Entretien

Pierre Déom : « Auparavant, je n’avais pas une grande sympathie pour les moineaux »

Il y a 50 ans naissait la Hulotte, le « journal le plus lu dans les terriers ». 113 numéros consacrés à presque autant d’espèces (animales et végétales) plus tard, son papa, rédacteur en chef, auteur et dessinateur Pierre Déom raconte à Vert comment il confectionne chaque nouvel opus et ce qui continue de l’émerveiller après toutes ces années.
  • Par

La Hulotte fête son cinquantième anniversaire avec un double numéro consacré au merle, alias « le monocle d’or ». Est-ce pour une raison particulière ?
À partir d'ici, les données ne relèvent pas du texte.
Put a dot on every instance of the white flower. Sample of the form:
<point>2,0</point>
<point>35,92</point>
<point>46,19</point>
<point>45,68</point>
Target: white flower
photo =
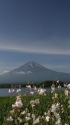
<point>23,113</point>
<point>53,108</point>
<point>25,123</point>
<point>33,116</point>
<point>68,86</point>
<point>12,112</point>
<point>19,119</point>
<point>19,104</point>
<point>31,93</point>
<point>10,119</point>
<point>18,90</point>
<point>27,118</point>
<point>47,118</point>
<point>28,86</point>
<point>66,92</point>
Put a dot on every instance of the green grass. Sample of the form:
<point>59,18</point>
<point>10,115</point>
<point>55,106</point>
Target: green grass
<point>45,104</point>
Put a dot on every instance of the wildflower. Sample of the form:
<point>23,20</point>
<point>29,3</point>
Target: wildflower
<point>23,113</point>
<point>10,119</point>
<point>12,112</point>
<point>33,116</point>
<point>53,108</point>
<point>47,118</point>
<point>27,118</point>
<point>19,104</point>
<point>68,86</point>
<point>25,123</point>
<point>20,120</point>
<point>18,90</point>
<point>66,92</point>
<point>36,121</point>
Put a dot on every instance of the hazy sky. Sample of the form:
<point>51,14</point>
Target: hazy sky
<point>35,30</point>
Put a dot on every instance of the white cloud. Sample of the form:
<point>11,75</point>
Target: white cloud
<point>38,49</point>
<point>3,72</point>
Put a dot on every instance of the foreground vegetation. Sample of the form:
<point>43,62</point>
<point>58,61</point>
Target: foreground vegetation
<point>51,108</point>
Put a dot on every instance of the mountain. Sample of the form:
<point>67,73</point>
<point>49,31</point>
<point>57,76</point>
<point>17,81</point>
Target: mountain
<point>34,72</point>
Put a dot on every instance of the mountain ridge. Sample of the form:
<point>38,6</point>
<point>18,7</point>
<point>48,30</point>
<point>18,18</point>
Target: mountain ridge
<point>34,72</point>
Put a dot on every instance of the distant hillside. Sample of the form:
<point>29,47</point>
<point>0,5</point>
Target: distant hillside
<point>34,72</point>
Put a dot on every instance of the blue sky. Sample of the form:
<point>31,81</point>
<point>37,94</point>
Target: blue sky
<point>35,30</point>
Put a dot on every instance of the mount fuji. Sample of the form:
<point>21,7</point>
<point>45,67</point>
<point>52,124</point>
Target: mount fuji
<point>33,72</point>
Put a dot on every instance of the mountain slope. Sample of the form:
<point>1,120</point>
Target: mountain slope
<point>34,72</point>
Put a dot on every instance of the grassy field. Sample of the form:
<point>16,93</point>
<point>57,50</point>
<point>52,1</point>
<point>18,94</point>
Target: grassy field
<point>42,110</point>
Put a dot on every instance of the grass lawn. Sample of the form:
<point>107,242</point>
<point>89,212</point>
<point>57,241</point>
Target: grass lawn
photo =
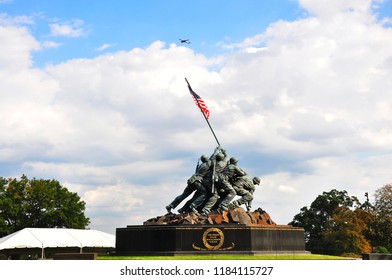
<point>226,257</point>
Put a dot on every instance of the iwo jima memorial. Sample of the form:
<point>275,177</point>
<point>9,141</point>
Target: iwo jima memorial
<point>217,219</point>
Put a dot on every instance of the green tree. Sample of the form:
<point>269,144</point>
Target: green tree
<point>38,203</point>
<point>383,218</point>
<point>317,218</point>
<point>345,233</point>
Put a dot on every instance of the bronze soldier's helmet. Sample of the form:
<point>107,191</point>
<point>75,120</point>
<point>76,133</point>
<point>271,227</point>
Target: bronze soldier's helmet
<point>256,180</point>
<point>220,157</point>
<point>204,158</point>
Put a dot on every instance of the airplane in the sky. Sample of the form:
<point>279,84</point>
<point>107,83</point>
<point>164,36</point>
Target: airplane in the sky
<point>186,41</point>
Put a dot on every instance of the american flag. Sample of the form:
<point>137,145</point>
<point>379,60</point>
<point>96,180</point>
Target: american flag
<point>200,103</point>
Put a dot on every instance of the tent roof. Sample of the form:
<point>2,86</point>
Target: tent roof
<point>57,237</point>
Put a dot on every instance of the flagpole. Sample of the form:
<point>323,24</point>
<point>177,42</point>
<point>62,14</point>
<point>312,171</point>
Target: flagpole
<point>205,117</point>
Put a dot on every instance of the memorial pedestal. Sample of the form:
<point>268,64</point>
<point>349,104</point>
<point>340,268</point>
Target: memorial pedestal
<point>209,239</point>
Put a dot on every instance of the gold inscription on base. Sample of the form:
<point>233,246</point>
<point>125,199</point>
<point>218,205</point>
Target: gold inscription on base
<point>213,239</point>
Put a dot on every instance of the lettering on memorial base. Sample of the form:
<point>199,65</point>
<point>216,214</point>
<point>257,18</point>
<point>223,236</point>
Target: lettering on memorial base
<point>213,239</point>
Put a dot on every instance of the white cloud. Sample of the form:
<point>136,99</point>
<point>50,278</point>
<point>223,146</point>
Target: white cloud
<point>74,28</point>
<point>105,47</point>
<point>122,130</point>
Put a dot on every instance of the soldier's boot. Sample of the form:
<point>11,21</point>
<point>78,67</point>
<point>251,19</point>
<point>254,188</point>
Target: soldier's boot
<point>193,209</point>
<point>235,204</point>
<point>169,208</point>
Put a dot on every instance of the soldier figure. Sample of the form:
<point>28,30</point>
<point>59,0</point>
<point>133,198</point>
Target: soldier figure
<point>245,187</point>
<point>194,183</point>
<point>225,177</point>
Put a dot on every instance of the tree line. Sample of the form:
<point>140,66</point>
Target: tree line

Non pas du tout ! Ce n’est pas comme ça que je pense la pro­gram­ma­tion des numéros. Je peux tra­vailler très longtemps à l’a­vance sur un sujet et ça traîne parce que je ne trou­ve pas la doc­u­men­ta­tion…

J’ai un cal­en­dri­er approx­i­matif où j’es­saie d’al­tern­er entre les dif­férentes caté­gories d’an­i­maux ou de végé­taux (mam­mifères, insectes, plantes, pois­sons), avec plus ou moins de bon­heur. C’est raté, tous les derniers numéros sont con­sacrés aux oiseaux !

Comment préparez-vous chaque numéro ?

Quand j’abor­de un sujet, je vais d’abord réu­nir avec ma col­lab­o­ra­trice tout ce qui existe comme doc­u­men­ta­tion et travaux sci­en­tifiques. On épluche tout ça et s’il reste des ques­tions pas élu­cidées, on demande à des spé­cial­istes des points de détail qu’ils n’ont par­fois pas dif­fusé dans leurs travaux.

Qu’est-ce qui vous anime et vous fait inlassablement continuer depuis 50 ans ?

Ça me pas­sionne, j’adore ça, j’adore la nature – je ne dirai pas depuis tou­jours parce que quand j’é­tais gamin ça ne m’in­téres­sait absol­u­ment pas ! J’adore dessin­er, tra­vailler sur la doc­u­men­ta­tion, sur le texte. C’est mon grand bon­heur dans la vie. J’ar­rêterai quand la nature m’ar­rêtera !

© La Hulotte

Diriez-vous que l’émerveillement est le meilleur ressort pour toucher le public sur le vivant ?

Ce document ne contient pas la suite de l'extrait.